Breaking Up Logarithms

$\log_x(2x)=2\\ \log_x2+\log_xx=2\\ \log_x2+1=2\\ \log_x2=1\\ 2\log_x2=2\\ \log_x2^2=2\\ \log_x4=2\\ \log_x4+1=2+1\\ \log_x4+\log_xx=3\\ \log_x4x=3$

We know the relation,

if ${a}^{k}=m$ , then $\log _{ a }{ m } =k$

$\therefore \log _{ x }{ 2x } =2\Leftrightarrow { x }^{ 2 }=2x$

$\rightarrow x=2$ or $x=0$

But we can neglect $x=0$ as it doesn't satisfy the given equation.

$\Longrightarrow \log _{ x }{ 4x } =\log _{ 2 }{ 8 } =\log _{ 2 }{ { 2 }^{ 3 } } =\frac { 3\log _{ e }{ 2 } }{ \log _{ e }{ 2 } } =\boxed { 3 }$

$\log_x (2x) = 2$ , we have $2x = x^2$ , this gives us $x=2$ . $\log_x (4x)=\log_2 (4x)=\log_2 (2^3)=3$ .

First, you write $\log_x 2x$ = 2 into exponential form:

$x^{2}$ = 2x, which by solving out, we get x = 2 or x = 0. We will have to ignore x = 0, though since x = 0 does not satisfy the original equation.

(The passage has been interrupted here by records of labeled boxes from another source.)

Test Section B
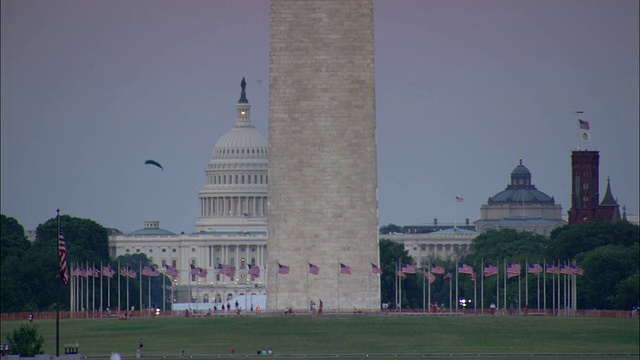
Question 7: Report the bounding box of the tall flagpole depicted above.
[502,259,507,310]
[55,209,62,357]
[100,261,104,317]
[117,260,122,315]
[456,260,460,312]
[476,258,484,314]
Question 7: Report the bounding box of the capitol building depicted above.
[109,79,269,303]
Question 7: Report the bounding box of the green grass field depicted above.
[1,316,640,359]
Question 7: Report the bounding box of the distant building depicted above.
[475,159,566,236]
[109,79,268,307]
[569,150,621,225]
[380,227,478,265]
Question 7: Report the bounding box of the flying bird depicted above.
[144,160,164,171]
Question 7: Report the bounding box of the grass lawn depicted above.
[1,316,640,359]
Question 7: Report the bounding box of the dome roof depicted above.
[511,160,531,176]
[489,185,555,204]
[211,78,269,162]
[489,159,555,204]
[213,124,269,160]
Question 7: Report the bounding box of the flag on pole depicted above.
[402,264,416,274]
[102,265,116,279]
[142,266,151,276]
[189,264,200,275]
[164,265,180,277]
[424,271,436,284]
[340,263,351,274]
[371,263,382,274]
[58,228,69,285]
[309,263,320,275]
[527,264,542,275]
[458,264,473,275]
[507,263,522,279]
[578,119,597,130]
[248,264,260,277]
[431,265,444,275]
[278,263,291,275]
[484,264,498,277]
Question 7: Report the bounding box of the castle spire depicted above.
[238,77,249,104]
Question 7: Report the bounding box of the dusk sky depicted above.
[0,0,640,233]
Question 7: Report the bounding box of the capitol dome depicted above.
[488,159,555,204]
[196,78,269,234]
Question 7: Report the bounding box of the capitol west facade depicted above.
[109,79,269,303]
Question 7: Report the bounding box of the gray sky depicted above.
[1,0,640,232]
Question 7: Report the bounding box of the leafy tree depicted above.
[379,224,403,235]
[546,220,640,260]
[379,239,422,307]
[7,324,44,356]
[0,214,31,261]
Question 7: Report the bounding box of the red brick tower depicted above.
[569,150,610,225]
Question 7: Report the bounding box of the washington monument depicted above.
[267,0,380,312]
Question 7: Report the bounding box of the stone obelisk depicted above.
[267,0,380,312]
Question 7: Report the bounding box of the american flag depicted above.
[58,226,69,285]
[340,263,351,274]
[458,264,473,275]
[402,264,416,274]
[278,263,290,275]
[546,264,558,275]
[164,265,179,277]
[507,263,522,279]
[102,266,116,278]
[309,263,320,275]
[424,271,436,284]
[578,119,589,130]
[560,265,573,275]
[142,266,151,276]
[247,264,260,277]
[527,264,542,275]
[371,263,382,274]
[431,265,444,275]
[484,264,498,277]
[189,264,200,275]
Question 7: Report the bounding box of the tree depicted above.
[0,214,31,261]
[7,324,44,356]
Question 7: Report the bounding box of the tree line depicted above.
[380,221,640,310]
[0,215,640,312]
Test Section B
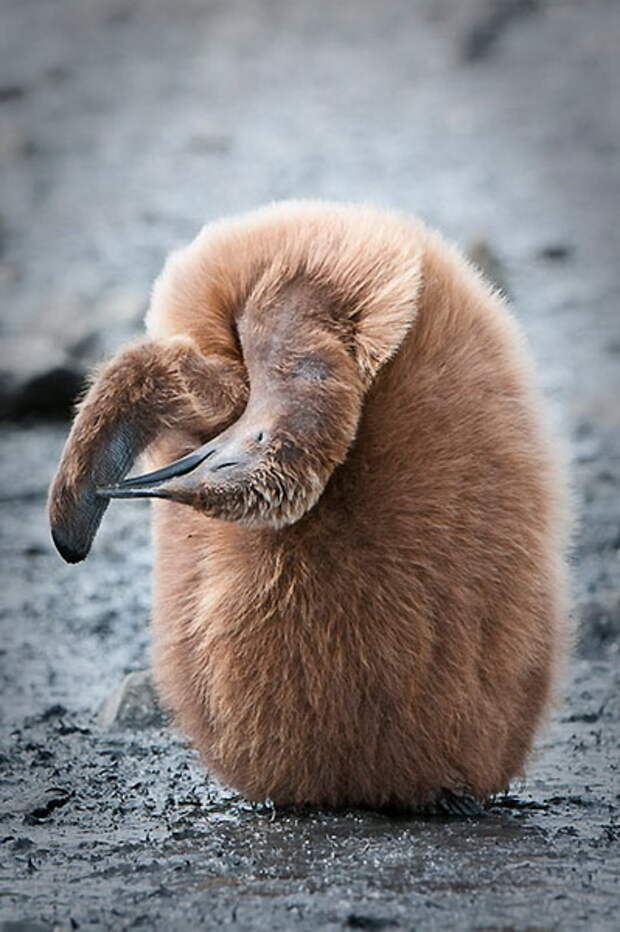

Next, you write $\log_x 4x$ = y into exponential form:

$x^{y}$ = 4x.

By plugging in our found x value, we now get:

$2^{y}$ = 8.

What we do know about this relationship is that 8 is equal to $2^{3}$ , so y must equal 3.

Therefore, our final solution must be $\boxed{3}$

$log_x(2x)=2$ $\implies$ $x^2=2x$

Either $0$ or $2$ satisfies this.

$log_0(0)= undefined$ (Substituting $0$ in place of $x$ in $log_x(4x)$ )

$\therefore$

$log_x(4x)=log_2(8)=3$ (Substituting $2$ in place of $x$ in $log_x(4x)$ )

Hence $3$ is our answer.